Koldo leva les yeux, surpris après cette profonde quiétude, et soupira.
« Il est un des meilleurs jeunes guerriers que vous rencontrerez jamais », dit-il. « Son cœur est toujours plus grand que son âge. Il voulait être un homme avant même d’être un garçon, voulait brandir une épée avant même de pouvoir en tenir une. »
Il secoua la tête.
« Cela ne me surprend pas qu’il se soit aventuré trop profondément, soit le premier de la patrouille à être pris. Il ne reculait devant rien – en particulier si cela signifiait veiller sur les autres. »
Ludvig intervint.
« Si n’importe lequel d’entre nous devait être pris », dit-il, « notre petit frère serait le premier à se porter volontaire. Il est le plus jeune d’entre nous, et il représente ce qu’il y a de mieux en nous. »
Kendrick en avait supposé autant d’après ce qu’il avait vu en parlant à Kaden. Il avait reconnu l’esprit du guerrier en lui, même avec son jeune âge. Kendrick savait, comme il l’avait toujours su, que l’âge n’avait rien à voir avec le fait d’être un guerrier : l’esprit du guerrier résidait en quelqu’un, ou pas. L’esprit ne pouvait pas mentir.
Ils continuèrent à marcher pendant un long moment, retombant dans leur silence constant tandis que les soleils montaient plus haut, jusqu’à ce que finalement Brandt se racle la gorge.
« Et qu’en est-il de ces Marcheurs des Sables ? » demanda Brandt à Koldo.
Ce dernier se tourna vers lui pendant qu’ils avançaient.
« Un groupe de nomades vicieux », répondit-il. « Plus des bêtes que des hommes. Ils sont connus pour patrouiller à la périphérie du Mur de Sable. »

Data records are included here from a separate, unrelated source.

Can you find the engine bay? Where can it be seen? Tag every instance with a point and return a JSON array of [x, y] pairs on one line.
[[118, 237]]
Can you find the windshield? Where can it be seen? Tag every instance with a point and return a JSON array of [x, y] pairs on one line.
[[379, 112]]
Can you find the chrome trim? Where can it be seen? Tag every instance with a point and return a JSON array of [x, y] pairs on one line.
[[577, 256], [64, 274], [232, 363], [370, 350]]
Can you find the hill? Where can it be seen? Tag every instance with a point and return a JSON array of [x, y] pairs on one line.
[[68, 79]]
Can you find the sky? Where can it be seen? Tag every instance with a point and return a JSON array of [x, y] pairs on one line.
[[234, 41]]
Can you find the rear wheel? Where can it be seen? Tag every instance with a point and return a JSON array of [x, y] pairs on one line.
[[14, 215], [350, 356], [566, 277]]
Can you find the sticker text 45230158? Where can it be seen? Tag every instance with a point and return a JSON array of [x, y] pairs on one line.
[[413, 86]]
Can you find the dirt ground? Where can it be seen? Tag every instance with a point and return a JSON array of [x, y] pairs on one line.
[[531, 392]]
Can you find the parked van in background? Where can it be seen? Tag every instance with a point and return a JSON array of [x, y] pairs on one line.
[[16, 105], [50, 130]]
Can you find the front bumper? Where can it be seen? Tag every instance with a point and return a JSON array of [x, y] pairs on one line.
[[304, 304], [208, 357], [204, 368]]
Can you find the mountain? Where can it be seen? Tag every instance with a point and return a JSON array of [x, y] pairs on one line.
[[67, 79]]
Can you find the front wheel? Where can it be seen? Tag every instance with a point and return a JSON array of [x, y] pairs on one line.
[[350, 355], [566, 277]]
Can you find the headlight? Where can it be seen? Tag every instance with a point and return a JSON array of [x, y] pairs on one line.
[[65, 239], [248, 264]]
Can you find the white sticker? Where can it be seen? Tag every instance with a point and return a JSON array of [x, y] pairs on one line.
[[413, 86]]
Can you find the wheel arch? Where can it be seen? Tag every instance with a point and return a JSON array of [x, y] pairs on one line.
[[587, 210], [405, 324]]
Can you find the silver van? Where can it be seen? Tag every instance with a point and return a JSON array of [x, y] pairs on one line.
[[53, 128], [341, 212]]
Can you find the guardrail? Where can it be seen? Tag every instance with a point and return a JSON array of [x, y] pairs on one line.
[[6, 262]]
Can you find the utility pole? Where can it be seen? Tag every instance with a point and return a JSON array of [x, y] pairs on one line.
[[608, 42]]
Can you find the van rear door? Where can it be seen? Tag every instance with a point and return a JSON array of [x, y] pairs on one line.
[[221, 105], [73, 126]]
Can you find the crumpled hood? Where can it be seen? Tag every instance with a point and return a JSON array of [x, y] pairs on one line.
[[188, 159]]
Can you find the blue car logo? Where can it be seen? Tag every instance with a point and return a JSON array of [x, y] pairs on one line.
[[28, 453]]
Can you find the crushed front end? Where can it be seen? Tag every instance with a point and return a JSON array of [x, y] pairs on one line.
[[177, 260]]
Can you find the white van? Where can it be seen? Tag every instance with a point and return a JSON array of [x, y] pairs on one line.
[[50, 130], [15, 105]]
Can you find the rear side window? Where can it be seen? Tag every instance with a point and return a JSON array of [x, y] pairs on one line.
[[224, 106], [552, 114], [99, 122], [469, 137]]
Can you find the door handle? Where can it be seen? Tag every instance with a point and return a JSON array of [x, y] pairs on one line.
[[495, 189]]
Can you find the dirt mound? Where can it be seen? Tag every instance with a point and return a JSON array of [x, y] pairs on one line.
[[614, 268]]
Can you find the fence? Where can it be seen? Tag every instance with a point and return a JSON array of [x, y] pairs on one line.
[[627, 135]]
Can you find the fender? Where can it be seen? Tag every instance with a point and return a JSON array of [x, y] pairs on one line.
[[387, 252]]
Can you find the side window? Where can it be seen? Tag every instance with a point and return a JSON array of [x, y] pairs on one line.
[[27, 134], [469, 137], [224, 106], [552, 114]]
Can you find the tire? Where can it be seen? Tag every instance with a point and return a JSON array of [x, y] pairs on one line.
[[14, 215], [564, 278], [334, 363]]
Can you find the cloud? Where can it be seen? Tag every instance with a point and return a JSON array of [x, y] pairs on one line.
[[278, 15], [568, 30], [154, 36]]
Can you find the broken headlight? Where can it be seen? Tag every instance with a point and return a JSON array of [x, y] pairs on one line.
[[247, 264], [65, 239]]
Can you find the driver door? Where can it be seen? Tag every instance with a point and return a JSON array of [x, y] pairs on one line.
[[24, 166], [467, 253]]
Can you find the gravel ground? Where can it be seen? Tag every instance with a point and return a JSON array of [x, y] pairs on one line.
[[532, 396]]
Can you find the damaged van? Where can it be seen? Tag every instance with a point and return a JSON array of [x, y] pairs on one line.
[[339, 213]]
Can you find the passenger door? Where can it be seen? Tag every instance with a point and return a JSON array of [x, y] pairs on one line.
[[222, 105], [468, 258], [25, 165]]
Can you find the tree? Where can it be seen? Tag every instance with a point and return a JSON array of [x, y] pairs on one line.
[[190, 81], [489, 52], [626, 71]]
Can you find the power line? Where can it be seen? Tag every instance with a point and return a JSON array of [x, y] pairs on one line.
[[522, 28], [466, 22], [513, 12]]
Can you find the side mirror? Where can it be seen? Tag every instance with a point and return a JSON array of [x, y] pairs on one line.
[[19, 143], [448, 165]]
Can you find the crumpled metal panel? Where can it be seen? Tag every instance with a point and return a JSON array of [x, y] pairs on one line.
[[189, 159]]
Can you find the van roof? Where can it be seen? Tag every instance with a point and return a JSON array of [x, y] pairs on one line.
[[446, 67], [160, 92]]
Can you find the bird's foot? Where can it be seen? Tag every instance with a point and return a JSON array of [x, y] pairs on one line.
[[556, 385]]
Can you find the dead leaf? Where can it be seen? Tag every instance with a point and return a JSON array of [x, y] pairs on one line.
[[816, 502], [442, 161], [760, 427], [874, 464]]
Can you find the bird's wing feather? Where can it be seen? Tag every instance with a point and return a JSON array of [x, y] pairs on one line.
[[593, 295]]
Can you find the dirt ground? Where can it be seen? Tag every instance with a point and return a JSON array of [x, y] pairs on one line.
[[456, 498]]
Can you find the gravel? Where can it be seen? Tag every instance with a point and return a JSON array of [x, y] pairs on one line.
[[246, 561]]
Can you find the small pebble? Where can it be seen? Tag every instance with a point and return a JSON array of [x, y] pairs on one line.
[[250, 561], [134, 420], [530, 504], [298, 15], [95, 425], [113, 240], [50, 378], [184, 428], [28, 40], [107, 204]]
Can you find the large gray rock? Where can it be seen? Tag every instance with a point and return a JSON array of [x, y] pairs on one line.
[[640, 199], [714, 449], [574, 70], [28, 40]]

« Des charognards », intervint Ludvig. « Ils sont connus pour entrainer leurs victimes loin dans le désert. »
« Vers où » demanda Atme.
Koldo et Ludvig échangèrent un regard sinistre.
« Vers là où ils se rassemblent – là où ils accomplissent un rituel et les mettent en pièces. »
Kendrick tressaillit à la pensée de Kaden, et au sort qui l’attendait.
« Alors il y a peu de temps à perdre », dit Kendrick. « Courons, d’accord ? »
Ils se regardèrent tous les uns les autres, connaissant l’immensité de cet endroit et la longue course qu’ils auraient devant eux – en particulier avec la chaleur qui augmentait et leur armure. Ils savaient tous combien il était risqué de ne pas doser leurs efforts dans ce milieu impitoyable.
Pourtant ils n’hésitèrent pas ; ils se mirent à courir ensemble. Ils couraient vers le néant, de la sueur coula bientôt sur leurs visages, sachant que s’ils ne trouvaient pas Kaden rapidement, ce désert les tuerait tous.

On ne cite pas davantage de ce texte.